English edit

Etymology edit

 
Cpl. Tommy Roque (right) landing a jab on Army Sgt. Toribio Ramirez at the 2012 Armed Forces Boxing Championship at Paige Fieldhouse, Marine Corps Base Camp Pendleton, California, USA. The bout was won by Roque.

The term describes a person’s fist connecting with another person’s mouth, as if the latter were eating a sandwich.

Pronunciation edit

Noun edit

knuckle sandwich (plural knuckle sandwiches)

  1. (slang) A punch to the face, especially to the mouth.
    • 1957, Jerome Chodorov, Joseph [Albert] Fields, Anniversary Waltz: Comedy in Three Acts, rev. edition, New York, N.Y.: Dramatists Play Service, Inc., →OCLC, page 20:
      OKKIE. (Raises his fist, kissing the knuckles menacingly—follows her to bottom of steps.) How would you like a knuckle sandwich?
    • 2002 April 7, Ira Berkow, “Sports of the times: A Babe Ruth myth is stirred up again”, in The New York Times[1], archived from the original on 27 May 2015:
      Rather than an embrace, the Babe [Babe Ruth] would most assuredly like to have given a knuckle sandwich to the executives of that candy corps.
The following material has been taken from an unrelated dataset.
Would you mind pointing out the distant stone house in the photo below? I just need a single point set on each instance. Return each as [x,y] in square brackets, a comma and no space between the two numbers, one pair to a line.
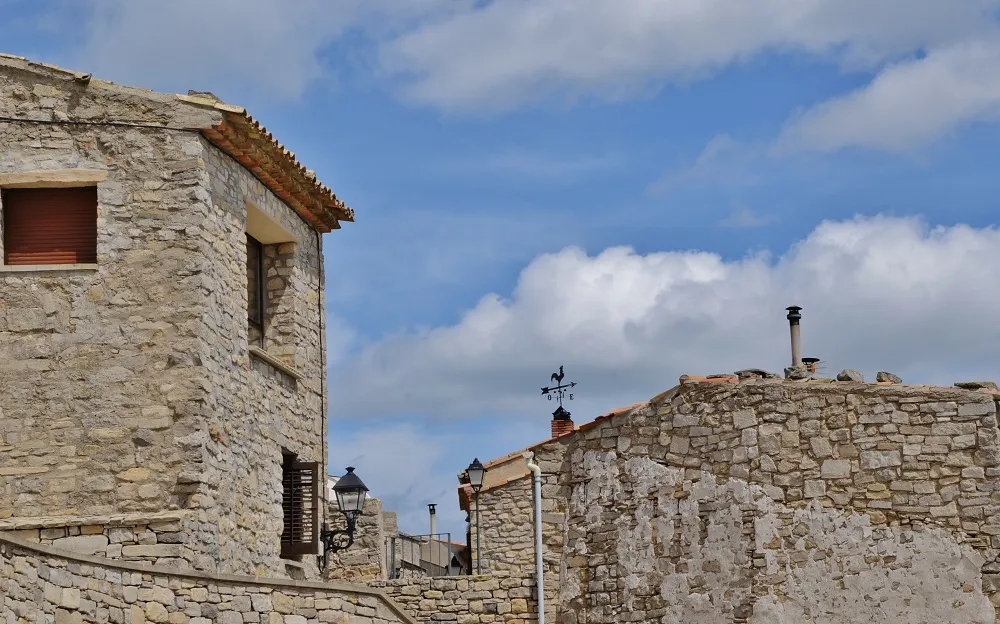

Or hit them over the head with his 42-ounce bat.
    • 2002, Tony Young, Dalton Higgins, “Cleft Palate/Harelip”, in Much Master T: One VJ's Journey, Toronto, Ont.: ECW Press, →ISBN, page 30:
      My brother Basil was probably the most protective of me. He would be willing to wallop anyone with a knuckle sandwich (knuckle sandwiches, not knives or guns, were big back then) who messed with me.